MIAMI -- You could say that the Celtics took the Heat out of their game on Monday.
Knowing that the Heat thrive in transition, the Celtics were able to successfully take care of the ball. The eight turnovers by Boston rank as the lowest turnover total by a Heat opponent this postseason. Boston also didn't allow the Heat to beat them from downtown. The Heat shot an abysmal 20 percent on 3-pointers, missing 20 of them in total.
Boston neutralized the Heat's "pace-and-space" offense that combines a fast tempo and floor-spacing. As a team, the Heat were rarely able to get out in transition and their shooters were frigid cold from the perimeter. Mission accomplished.
And still, the Celtics lost by 14 points.
"It's a good sign," LeBron James said after the game. "We feel like we didn't play our best basketball tonight."
Good sign for Miami, troubling omen for Boston.
The Heat have developed the nickname of the Flying Death Machine because of their signature fastbreak assault that they use to destroy teams in the open court, but Game 1 was mostly a halfcourt game, just like the Celtics wanted it. Everyone remembers the touchdown pass from Dwyane Wade to James, but the Heat ended up tallying just 10 of their 93 points on fastbreaks. That fullcourt pass was the exception on Monday, not the rule.
Against a fatigued and battered Celtics squad, speed was supposed to be the big advantage for Miami. Coach Doc Rivers made it clear that keeping James and Wade out of fifth gear was a top priority. Rivers was asked pregame whether the Celtics should try to save a ball going out of bounds at the risk of tossing it directly to a Heat player for a fastbreak opportunity.
"Throw it in the stands."
And for the most part, the Celtics were able to keep the Heat in check in that respect.

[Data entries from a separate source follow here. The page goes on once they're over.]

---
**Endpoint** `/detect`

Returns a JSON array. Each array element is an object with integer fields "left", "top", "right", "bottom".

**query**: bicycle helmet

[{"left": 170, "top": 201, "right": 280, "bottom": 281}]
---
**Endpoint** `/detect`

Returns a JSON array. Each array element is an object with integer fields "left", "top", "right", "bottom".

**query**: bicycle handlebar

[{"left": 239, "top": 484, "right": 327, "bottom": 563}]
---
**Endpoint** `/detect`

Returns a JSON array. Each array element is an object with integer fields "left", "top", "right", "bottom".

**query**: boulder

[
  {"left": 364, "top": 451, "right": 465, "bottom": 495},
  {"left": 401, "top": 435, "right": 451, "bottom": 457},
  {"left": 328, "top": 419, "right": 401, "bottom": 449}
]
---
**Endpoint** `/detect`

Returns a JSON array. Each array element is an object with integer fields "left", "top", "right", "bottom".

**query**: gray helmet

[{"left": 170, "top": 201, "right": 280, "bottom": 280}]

This was a slow-paced game that played into the hands of the increasingly creaky Celtics. The Heat weren't able to play their brand of basketball, but it's hard to imagine that being the case again in Game 2 on Wednesday.
And those 3-pointers that the Heat missed? That probably won't happen again. In fact, the Heat have never missed so many three-pointers in a playoff game and still managed to pull off the win -- a win by 14 points. A lot of those shots from downtown were of the golden variety from the corner where the line is shortest and the percentages are highest. But according to the NBA.com stats tool, the Heat were 1-for-11 on corner 3-pointers in Game 1, which has aberration written all over it.

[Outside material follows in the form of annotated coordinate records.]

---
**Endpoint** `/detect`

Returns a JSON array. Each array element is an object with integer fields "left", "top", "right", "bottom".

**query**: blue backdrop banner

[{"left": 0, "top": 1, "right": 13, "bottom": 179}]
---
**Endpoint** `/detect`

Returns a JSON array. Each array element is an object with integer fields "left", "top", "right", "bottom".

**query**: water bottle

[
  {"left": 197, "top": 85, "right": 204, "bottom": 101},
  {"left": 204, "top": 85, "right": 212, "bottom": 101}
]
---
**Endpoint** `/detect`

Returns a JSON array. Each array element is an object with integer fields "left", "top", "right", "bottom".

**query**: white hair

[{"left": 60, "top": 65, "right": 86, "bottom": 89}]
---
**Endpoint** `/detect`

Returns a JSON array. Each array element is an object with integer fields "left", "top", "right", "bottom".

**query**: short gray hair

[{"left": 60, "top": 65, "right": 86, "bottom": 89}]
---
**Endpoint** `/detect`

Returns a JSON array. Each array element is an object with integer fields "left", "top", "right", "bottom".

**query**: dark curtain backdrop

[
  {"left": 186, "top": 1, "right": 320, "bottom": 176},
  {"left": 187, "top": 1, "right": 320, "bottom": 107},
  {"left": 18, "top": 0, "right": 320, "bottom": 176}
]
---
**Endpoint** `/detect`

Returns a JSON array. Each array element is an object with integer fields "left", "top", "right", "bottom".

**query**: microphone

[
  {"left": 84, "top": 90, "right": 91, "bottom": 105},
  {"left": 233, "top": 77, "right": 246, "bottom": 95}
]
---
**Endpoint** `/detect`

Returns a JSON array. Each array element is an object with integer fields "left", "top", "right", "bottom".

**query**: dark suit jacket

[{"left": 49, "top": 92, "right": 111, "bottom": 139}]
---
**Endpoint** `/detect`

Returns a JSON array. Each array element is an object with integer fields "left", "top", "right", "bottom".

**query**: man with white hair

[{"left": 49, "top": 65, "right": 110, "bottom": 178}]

Now, we could run in circles all day by playing the "What if" game and it's true that the Heat caught some lucky breaks that they can't count on happening again in Game 2. James and Wade were able to get into the paint and the Heat were able locked down the boards.
Considering the health and age of the Celtics, it's hard to look at their performance and expect another gear or two. This is a bad offensive team -- one that ranked behind the Nets this season in offensive efficiency -- that couldn't hit a shot in Game 1, but scoring points has been an issue all season for this club. And Avery Bradley isn't walking through that door.
Overall, this is a game that the Heat normally lose. They couldn't hit a 3-pointer and they weren't able to consistently flex their athleticism in transition. Instead of filling up the highlight reel, the Heat played a grind-it-out game and still coasted to a resounding win in Game 1. For a night, the Celtics took away what the Heat did best and it still didn't make a difference.
Considering the Heat didn't even get to their patented high-octane attack in Game 1, they have every reason to believe their best is yet to come.